Siak, Riau – Praktik dugaan mafia Bahan Bakar Minyak (BBM) subsidi di wilayah Siak kembali menjadi sorotan. Seorang pria berinisial Taim, yang disebut-sebut sebagai oknum anggota TNI aktif berdinas di Siak, diduga menjalankan bisnis ilegal penjualan BBM jenis Pertalite dengan modus menggunakan mobil pick up yang dimodifikasi membawa baby tank berkapasitas sekitar 2 ton. Jum’at 12 Juni 2026.
Modus operandi tersebut diduga digunakan untuk menampung BBM subsidi dari SPBU, lalu mendistribusikannya kepada pemilik Pertamini dan pengecer eceran di sejumlah titik. Praktik ini dinilai sebagai bentuk penyalahgunaan distribusi energi bersubsidi yang seharusnya diperuntukkan bagi masyarakat kecil.
Penggunaan kendaraan pick up dengan baby tank kapasitas besar mengindikasikan adanya dugaan aktivitas pengangkutan BBM tanpa izin resmi dan terstruktur. Jika benar, aktivitas ini bukan lagi sekadar pelangsiran biasa, tetapi sudah mengarah pada dugaan tindak pidana niaga ilegal BBM subsidi dalam skala besar.

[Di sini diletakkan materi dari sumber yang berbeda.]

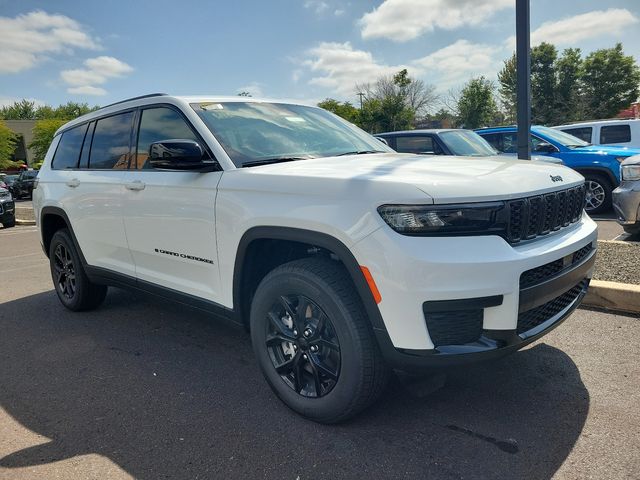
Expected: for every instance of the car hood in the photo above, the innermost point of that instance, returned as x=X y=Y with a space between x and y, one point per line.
x=608 y=150
x=445 y=179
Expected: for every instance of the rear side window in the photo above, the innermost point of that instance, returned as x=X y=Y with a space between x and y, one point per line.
x=615 y=134
x=111 y=140
x=158 y=124
x=415 y=144
x=583 y=133
x=68 y=151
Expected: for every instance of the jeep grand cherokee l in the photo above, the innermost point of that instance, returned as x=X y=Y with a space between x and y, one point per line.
x=343 y=258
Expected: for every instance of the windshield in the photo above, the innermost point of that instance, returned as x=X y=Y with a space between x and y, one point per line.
x=562 y=138
x=468 y=143
x=255 y=133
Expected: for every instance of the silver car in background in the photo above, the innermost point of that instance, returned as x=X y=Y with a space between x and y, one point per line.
x=626 y=198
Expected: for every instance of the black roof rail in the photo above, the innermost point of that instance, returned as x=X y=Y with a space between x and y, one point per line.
x=135 y=98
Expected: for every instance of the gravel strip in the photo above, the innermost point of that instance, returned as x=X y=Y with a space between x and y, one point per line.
x=618 y=262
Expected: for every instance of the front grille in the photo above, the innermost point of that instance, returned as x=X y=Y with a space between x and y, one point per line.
x=534 y=216
x=454 y=327
x=544 y=272
x=534 y=317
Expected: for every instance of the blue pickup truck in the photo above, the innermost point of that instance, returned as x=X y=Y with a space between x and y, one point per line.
x=600 y=165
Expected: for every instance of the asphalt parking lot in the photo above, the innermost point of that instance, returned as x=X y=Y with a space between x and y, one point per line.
x=147 y=389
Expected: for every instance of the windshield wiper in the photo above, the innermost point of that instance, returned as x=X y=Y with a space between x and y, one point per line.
x=268 y=161
x=358 y=152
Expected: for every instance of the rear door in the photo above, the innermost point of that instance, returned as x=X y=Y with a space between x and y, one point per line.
x=169 y=216
x=90 y=163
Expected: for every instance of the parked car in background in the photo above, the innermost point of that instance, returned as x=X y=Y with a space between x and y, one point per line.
x=625 y=133
x=7 y=209
x=23 y=186
x=599 y=164
x=447 y=141
x=626 y=198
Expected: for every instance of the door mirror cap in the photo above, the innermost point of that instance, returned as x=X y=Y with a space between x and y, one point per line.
x=178 y=154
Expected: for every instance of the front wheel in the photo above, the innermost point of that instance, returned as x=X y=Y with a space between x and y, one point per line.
x=313 y=341
x=598 y=198
x=74 y=289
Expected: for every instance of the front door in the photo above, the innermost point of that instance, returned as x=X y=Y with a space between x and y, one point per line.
x=169 y=216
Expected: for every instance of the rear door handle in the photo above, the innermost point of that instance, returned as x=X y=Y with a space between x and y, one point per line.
x=135 y=185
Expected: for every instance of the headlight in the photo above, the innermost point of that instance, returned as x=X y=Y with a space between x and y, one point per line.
x=434 y=220
x=630 y=172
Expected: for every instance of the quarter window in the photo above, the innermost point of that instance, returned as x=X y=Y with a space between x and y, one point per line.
x=415 y=144
x=110 y=145
x=615 y=134
x=583 y=133
x=68 y=150
x=159 y=124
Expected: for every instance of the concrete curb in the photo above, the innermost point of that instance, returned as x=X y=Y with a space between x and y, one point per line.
x=25 y=222
x=622 y=297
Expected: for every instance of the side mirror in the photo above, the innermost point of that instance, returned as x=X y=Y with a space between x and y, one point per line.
x=545 y=147
x=177 y=154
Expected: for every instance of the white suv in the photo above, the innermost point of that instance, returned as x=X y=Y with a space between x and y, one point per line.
x=343 y=258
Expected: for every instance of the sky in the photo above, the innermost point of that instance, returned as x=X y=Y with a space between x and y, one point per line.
x=100 y=52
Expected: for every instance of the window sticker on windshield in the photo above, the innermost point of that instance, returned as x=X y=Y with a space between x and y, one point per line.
x=211 y=106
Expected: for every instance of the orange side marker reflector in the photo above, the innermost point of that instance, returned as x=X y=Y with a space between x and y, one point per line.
x=372 y=284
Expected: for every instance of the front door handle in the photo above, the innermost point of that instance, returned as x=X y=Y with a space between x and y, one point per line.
x=135 y=185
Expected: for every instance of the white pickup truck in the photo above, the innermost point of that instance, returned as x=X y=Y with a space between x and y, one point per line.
x=344 y=259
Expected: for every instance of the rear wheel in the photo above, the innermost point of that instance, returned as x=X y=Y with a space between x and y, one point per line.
x=74 y=289
x=313 y=342
x=598 y=197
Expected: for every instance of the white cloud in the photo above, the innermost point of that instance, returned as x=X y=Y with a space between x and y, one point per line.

Sejumlah aturan hukum yang berpotensi dilanggar di antaranya:
1. Pasal 55 UU Nomor 22 Tahun 2001 tentang Minyak dan Gas Bumi jo. UU Nomor 6 Tahun 2023
Penyalahgunaan pengangkutan dan niaga BBM subsidi dapat dipidana penjara paling lama 6 tahun dan denda maksimal Rp60 miliar.
2. Pasal 53 huruf b UU Migas
Setiap orang yang melakukan kegiatan niaga BBM tanpa izin usaha resmi terancam 3 tahun penjara dan denda hingga Rp30 miliar.
3. Undang-Undang Nomor 22 Tahun 2009 tentang Lalu Lintas dan Angkutan Jalan
Jika kendaraan pick up dimodifikasi tanpa izin atau tidak sesuai peruntukan angkut, dapat dikenakan sanksi pidana maupun administratif.
4. Jika melibatkan oknum TNI, maka dapat diproses melalui Tentara Nasional Indonesia dan Polisi Militer TNI AD atas dugaan pelanggaran disiplin, kode etik, hingga pidana militer.
Masyarakat mendesak Polda Riau, Kodam XIX Tuanku Tambusai dan Pertamina Patra Niaga untuk segera menindak tegas dugaan mafia BBM subsidi yang semakin terang-terangan beroperasi.